Intervenção de

Abertura do comércio aos domingos e feriados - Intervenção de Agostinho Lopes na AR

 

Petição solicitando que se proceda no sentido da defesa da abertura do comércio aos domingos e feriados

Sr. Presidente,

Srs. Deputados,

Estamos perante uma petição esquisita (petição n.º 394/X), e não é pelo seu número. Tenho até dúvidas de que se lhe possa chamar petição, porque é pouco conforme com o artigo 52.º da Constituição da República, que estabelece o direito de petição.

A Constituição da República fala dos direitos de os cidadãos, individual ou colectivamente, apresentarem petições. Ora, no caso em apreço não foram os cidadãos que se mobilizaram, organizaram e recolheram as assinaturas, nem sequer uma associação de consumidores - e tal teria alguma lógica. Não! Foi uma associação empresarial de grandes empresas de distribuição que determinou, que ordenou aos seus funcionários que, nas caixas das unidades comerciais, no período em que confirmam a despesa e recebem o pagamento dos clientes, lhes apresentassem uma folha para subscreverem o apoio aos interesses da APED, a abertura ao comércio ao domingo.

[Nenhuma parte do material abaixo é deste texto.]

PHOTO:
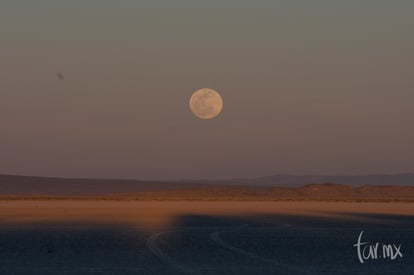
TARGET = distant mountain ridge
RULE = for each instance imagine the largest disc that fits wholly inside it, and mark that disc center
(26, 185)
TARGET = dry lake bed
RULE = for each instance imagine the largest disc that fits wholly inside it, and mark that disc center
(162, 237)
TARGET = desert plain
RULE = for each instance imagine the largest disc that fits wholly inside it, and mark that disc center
(201, 237)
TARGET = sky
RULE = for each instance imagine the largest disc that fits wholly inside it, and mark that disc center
(309, 87)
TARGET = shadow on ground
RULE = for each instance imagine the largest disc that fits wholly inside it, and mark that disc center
(278, 244)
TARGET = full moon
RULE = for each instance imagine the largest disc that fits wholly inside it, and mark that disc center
(206, 103)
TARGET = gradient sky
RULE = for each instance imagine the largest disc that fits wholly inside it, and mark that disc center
(309, 87)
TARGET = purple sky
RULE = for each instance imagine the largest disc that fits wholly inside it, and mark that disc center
(309, 87)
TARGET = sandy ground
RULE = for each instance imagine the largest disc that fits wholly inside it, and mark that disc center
(110, 237)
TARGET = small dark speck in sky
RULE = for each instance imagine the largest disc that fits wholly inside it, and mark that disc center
(60, 76)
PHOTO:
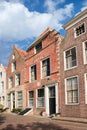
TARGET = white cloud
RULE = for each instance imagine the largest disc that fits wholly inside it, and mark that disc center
(51, 4)
(18, 23)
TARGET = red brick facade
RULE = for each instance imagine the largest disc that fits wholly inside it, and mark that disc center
(50, 48)
(74, 109)
(17, 56)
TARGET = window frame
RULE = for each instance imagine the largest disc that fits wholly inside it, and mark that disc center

Não foi o Sr. Belmiro de Azevedo nem o Sr. Jerónimo Martins, e outros membros dos conselhos de administração, que andaram militantemente a recolher à porta dos hipermercados e dos centros comerciais o apoio à sua petição. Não! Foram os seus funcionários, durante as horas de serviço, e só isso mereceria alguma reflexão por parte desta Câmara!

Julgo que não temos dúvidas sobre o resultado de uma petição apresentada, por exemplo, pelos

funcionários da segurança social aos seus utentes a pedir-lhes que subscrevam uma petição a solicitar que esses serviços estivessem abertos aos sábados e domingos...

Podemos ir fazer ao Areeiro para fazer essa petição...

O «profissionalismo» da APED foi tão longe que pôs uma sociedade de revisores oficiais de contas a escrutinar a legitimidade e a legalidade dos procedimentos e assinaturas da petição. Notável!!

Srs. Deputados, todos sabemos o que a APED quer e os seus argumentos: a liberalização completa do horário do comércio como um dos instrumentos, a par da sua expansão sem limites, na absorção e monopolização total do comércio a retalho. O grave é que o PS e o PSD tenham recuperado o bloco central para lhe fazer o jeito: o PS avançando como uma inaceitável lei do licenciamento e o PSD com um projecto de lei de liberalização dos horários.

Mas nestas manobras em que o Governo do PS e a sua maioria parlamentar se vão envolvendo, sempre do lado do grande capital, algumas coisas são interessantes.

Recordo as palavras do Sr. Deputado David Martins, em 27 de Setembro de 2006: «Pelos motivos expostos, é nosso entendimento que, na actual conjuntura - e julgo que essa conjuntura não mudou assim tanto - não é adequado proceder a qualquer alteração ao diploma legal vigente.»

Por outro lado, o PSD, que, pela voz do Deputado Mendes Bota, tinha defendido o encerramento ao domingo, acabou por, em Abril último, apresentar a lei para a liberalização total. E levou o PS atrás, todo contente, depois do «ámen» do Secretário de Estado do Comércio...!

Entretanto, o PS descobre que, em 2009, haverá várias eleições e que os comerciantes votam!

E, para equilibrar as malfeitorias que já fizeram ao comércio tradicional, uma travagem no processo fica sempre bem... Então resolveram que o projecto de lei do PSD fica a «marinar», à espera de uma avaliação cuidadosa e independente dos «impactos» que dela possam advir!

Mas, Srs. Deputados, esses estudos feitos por universidades já existem: existe pelo menos o da Universidade Católica - aliás, encomendado pela Associação Portuguesa de Centros Comerciais -, existe a do Prof. Ernâni Lopes e também o da empresa de consultores Roland Berger. Os resultados são os que quem encomendou e pagou quer: «sim» à liberalização dos horários!

E ninguém tem dúvidas do que mais estudos, por mais independentes que sejam, produzirão.

Por isso, seria importante que o PS se deixasse de estudos e esclarecesse os portugueses em geral e os comerciantes em particular sobre qual a sua posição quanto aos horários do comércio - e de preferência que o clarificasse antes das eleições de 2009!